The Senate Environment and Public Works Committee will host a hearing today on Cold War nuclear cleanup without any witnesses from the Energy Department office that manages national remediation of that waste.
No one from DOE’s Office of Environmental Management is scheduled to testify at the hearing, according to the witness list on the committee’s website. Representatives of the U.S. Environmental Protection Agency (EPA) and the Army Corps of Engineers will appear, as will officials from two state governments and the Afognak Native Corp. of Anchorage, Alaska, the website says.
A committee aid said DOE was not invited to the hearing.
“We invited EPA – which oversees DOE’s cleanups to make sure they comply with CERCLA,” a committee aide said by email. CERCLA is the Comprehensive Environmental Response, Compensation, and Liability Act: the 1980 federal law that governs so-called EPA Superfund sites contaminated with hazardous waste.

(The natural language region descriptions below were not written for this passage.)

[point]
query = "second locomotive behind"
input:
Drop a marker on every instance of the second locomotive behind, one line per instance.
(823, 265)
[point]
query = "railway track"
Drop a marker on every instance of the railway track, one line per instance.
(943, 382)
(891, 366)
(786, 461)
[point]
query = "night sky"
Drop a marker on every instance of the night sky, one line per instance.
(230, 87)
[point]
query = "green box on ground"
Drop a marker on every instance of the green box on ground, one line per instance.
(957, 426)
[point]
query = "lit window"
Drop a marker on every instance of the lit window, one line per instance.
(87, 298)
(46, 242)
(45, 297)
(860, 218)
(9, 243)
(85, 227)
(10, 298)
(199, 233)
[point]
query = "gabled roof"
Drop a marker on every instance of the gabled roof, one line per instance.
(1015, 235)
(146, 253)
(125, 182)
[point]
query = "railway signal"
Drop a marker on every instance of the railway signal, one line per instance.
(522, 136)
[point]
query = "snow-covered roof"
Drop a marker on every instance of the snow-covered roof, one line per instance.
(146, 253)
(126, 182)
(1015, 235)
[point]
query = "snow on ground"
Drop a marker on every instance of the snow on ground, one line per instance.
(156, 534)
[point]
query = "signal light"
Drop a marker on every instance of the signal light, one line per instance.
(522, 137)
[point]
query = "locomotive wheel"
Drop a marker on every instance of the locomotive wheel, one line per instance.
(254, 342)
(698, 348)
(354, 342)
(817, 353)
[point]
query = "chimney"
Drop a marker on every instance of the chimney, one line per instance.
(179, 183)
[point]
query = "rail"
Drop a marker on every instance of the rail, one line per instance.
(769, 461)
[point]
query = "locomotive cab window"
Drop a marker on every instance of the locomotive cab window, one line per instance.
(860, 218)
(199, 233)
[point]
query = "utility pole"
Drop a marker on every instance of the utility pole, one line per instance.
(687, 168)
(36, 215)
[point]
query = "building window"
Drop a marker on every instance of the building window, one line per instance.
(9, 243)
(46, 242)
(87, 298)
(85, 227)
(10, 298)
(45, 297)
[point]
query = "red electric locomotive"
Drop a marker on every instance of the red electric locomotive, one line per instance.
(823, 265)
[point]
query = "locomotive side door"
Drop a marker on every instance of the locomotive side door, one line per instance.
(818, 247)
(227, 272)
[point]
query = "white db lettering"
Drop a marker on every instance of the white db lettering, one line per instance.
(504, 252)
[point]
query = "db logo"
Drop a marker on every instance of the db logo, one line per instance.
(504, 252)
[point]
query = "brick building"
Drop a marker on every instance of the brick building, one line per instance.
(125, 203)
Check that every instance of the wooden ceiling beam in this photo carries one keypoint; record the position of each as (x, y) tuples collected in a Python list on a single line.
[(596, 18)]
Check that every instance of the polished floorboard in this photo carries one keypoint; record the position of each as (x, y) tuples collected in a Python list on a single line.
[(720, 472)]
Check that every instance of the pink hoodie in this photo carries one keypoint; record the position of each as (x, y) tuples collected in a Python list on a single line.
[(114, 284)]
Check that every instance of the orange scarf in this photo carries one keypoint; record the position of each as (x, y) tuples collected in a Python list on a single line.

The hearing will stream live on the web at 10 a.m. Eastern time.
DOE’s roughly $6-billion-a-year Office of Environmental Management, established in 1989, manages cleanup of former nuclear weapons sites that manufactured weapons and fissile material for the Pentagon’s arms race with the former Soviet Union. The Trump administration this month recommended increasing the EM budget by about $500 million for fiscal 2018.